Boil the beef head in water with onion, garlic, and ginger, remove the bones, and then flatten and slice it into slices to turn it into a meal that retains the flavor of beef head.

* Boil the head of the cow with Tikka-you (a kind of seasoning for removing the smell) or with parsley, celery, carrots, onions, and remove them after boiling. You can use steak and meat, beef blood, etc., or pork, pancetta, tenderloin. You can use with seaweed soup and add vinegar, sugar condiments, mustard sauce, etc. instead of vinegar soy sauce with vinegar and water.

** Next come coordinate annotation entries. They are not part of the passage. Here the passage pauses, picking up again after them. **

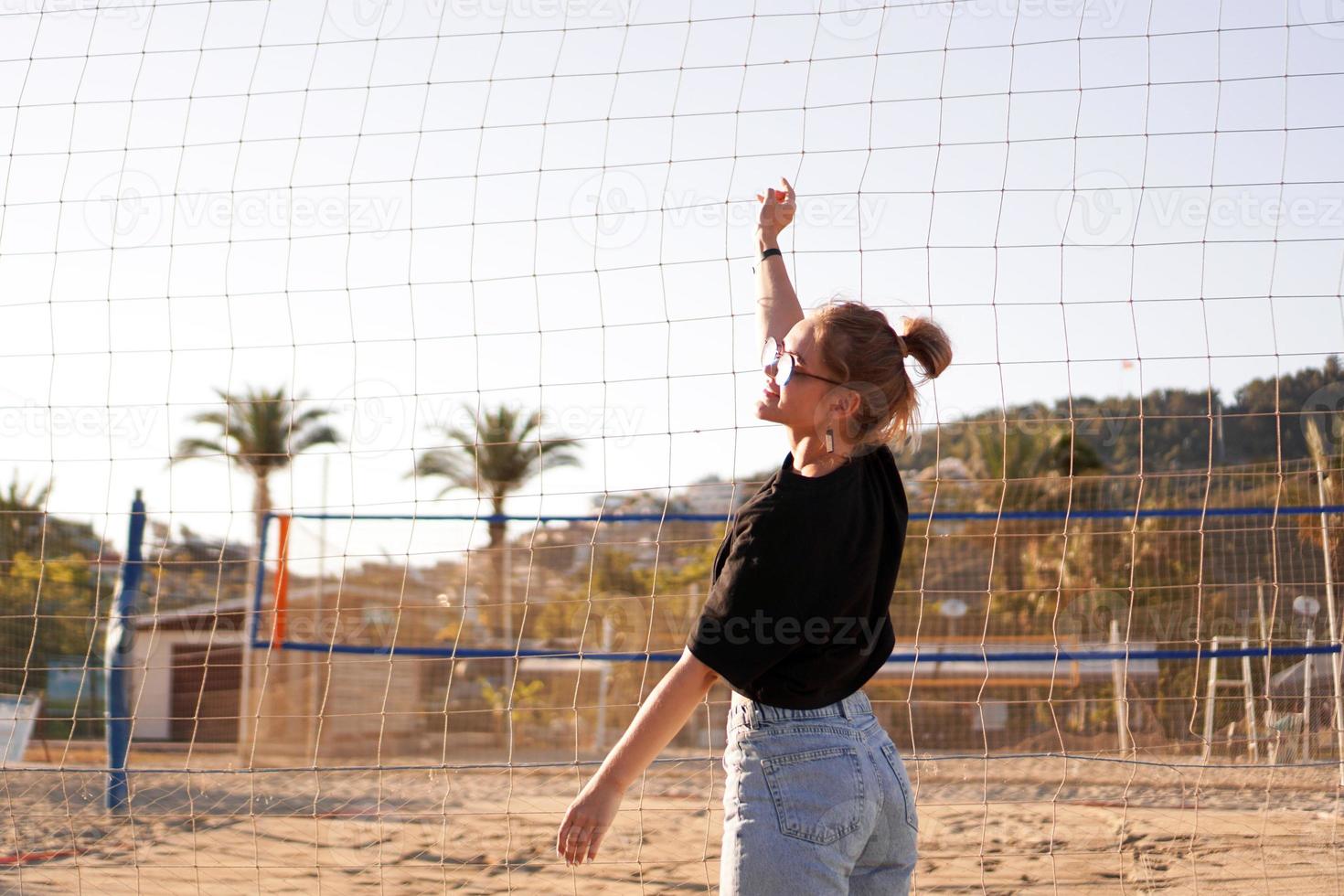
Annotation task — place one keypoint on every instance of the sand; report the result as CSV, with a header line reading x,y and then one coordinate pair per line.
x,y
1006,825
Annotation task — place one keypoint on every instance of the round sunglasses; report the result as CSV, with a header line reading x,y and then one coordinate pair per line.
x,y
786,363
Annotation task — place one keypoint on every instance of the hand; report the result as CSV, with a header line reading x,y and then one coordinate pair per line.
x,y
588,819
777,208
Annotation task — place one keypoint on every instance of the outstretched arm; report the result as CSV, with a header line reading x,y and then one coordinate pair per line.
x,y
667,709
777,304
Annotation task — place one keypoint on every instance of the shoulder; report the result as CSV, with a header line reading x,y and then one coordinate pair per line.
x,y
775,518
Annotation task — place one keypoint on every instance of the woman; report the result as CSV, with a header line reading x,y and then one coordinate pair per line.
x,y
817,798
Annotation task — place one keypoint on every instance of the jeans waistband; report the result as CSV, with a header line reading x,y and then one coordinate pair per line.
x,y
752,710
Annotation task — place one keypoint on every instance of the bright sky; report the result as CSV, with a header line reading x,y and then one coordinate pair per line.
x,y
398,208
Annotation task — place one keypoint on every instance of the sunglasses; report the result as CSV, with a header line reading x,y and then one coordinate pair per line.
x,y
786,363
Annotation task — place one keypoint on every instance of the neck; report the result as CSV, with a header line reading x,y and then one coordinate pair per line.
x,y
812,458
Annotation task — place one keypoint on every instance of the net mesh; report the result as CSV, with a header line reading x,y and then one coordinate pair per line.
x,y
428,334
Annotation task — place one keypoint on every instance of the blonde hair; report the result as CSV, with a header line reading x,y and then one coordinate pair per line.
x,y
859,344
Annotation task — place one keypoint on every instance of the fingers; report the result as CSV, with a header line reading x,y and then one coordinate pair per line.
x,y
578,845
578,842
597,841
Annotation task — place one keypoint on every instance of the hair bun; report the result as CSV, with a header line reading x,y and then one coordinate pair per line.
x,y
901,341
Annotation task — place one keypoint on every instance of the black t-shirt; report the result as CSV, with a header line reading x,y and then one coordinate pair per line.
x,y
801,586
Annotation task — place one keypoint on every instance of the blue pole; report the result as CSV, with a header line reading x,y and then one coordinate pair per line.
x,y
122,635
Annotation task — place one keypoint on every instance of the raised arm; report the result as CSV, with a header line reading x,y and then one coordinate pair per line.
x,y
777,304
667,709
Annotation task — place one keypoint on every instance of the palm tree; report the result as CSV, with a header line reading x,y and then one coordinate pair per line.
x,y
1032,472
261,432
22,516
503,454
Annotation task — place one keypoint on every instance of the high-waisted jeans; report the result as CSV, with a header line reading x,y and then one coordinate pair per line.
x,y
816,801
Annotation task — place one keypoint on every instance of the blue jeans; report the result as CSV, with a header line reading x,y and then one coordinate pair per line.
x,y
817,801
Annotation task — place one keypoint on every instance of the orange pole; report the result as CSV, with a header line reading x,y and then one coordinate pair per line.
x,y
277,635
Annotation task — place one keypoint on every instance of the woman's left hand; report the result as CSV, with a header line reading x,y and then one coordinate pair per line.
x,y
588,819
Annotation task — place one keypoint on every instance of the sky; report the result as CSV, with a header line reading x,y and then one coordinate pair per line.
x,y
403,208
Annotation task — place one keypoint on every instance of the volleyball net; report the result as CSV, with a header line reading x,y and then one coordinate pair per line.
x,y
425,336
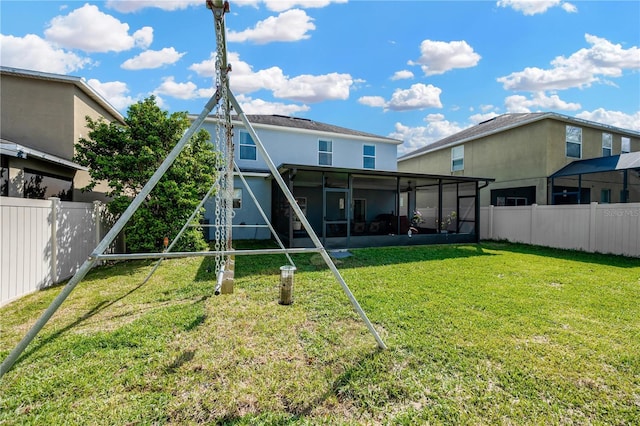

* The essential oils in ginger and the spicy ginger powder promote blood circulation and stimulate the appetite, and are recognized as a good food for preventing winter colds.

Materials:

1 cow's head, 200g green onion, 4 heads of garlic, 100g ginger, 2 tablespoons of salt

Practice:

(1)Scrape the cow's head and divide it into halves to soak in cool water to bleed it out and put enough water in a pot to put the cow's head in when the water boils, and then fish it out and rinse it when the head floats up.

(2) in the scalding out of the cow's head pour enough water, and put salt, ginger, garlic when simmering soup, while ruffling the froth and cooking.

(3) When boiling for about 3 hours, the bones are easy to draw out. When hot, the de-boned beef head meat in a burlap parcel wrapped round and bundled, and then placed in (2) in the boiled beef head of the soup boiled for about half an hour.

(4) Fish out and sprinkle cool water, put flat to put the cutting board upside down on it, and press it with a heavy object overnight to make it shape.

(5)Unwrap and cut into 5cm slices, served in a bowl.

(6) Put vinegar soy sauce or mustard vinegar sauce on top.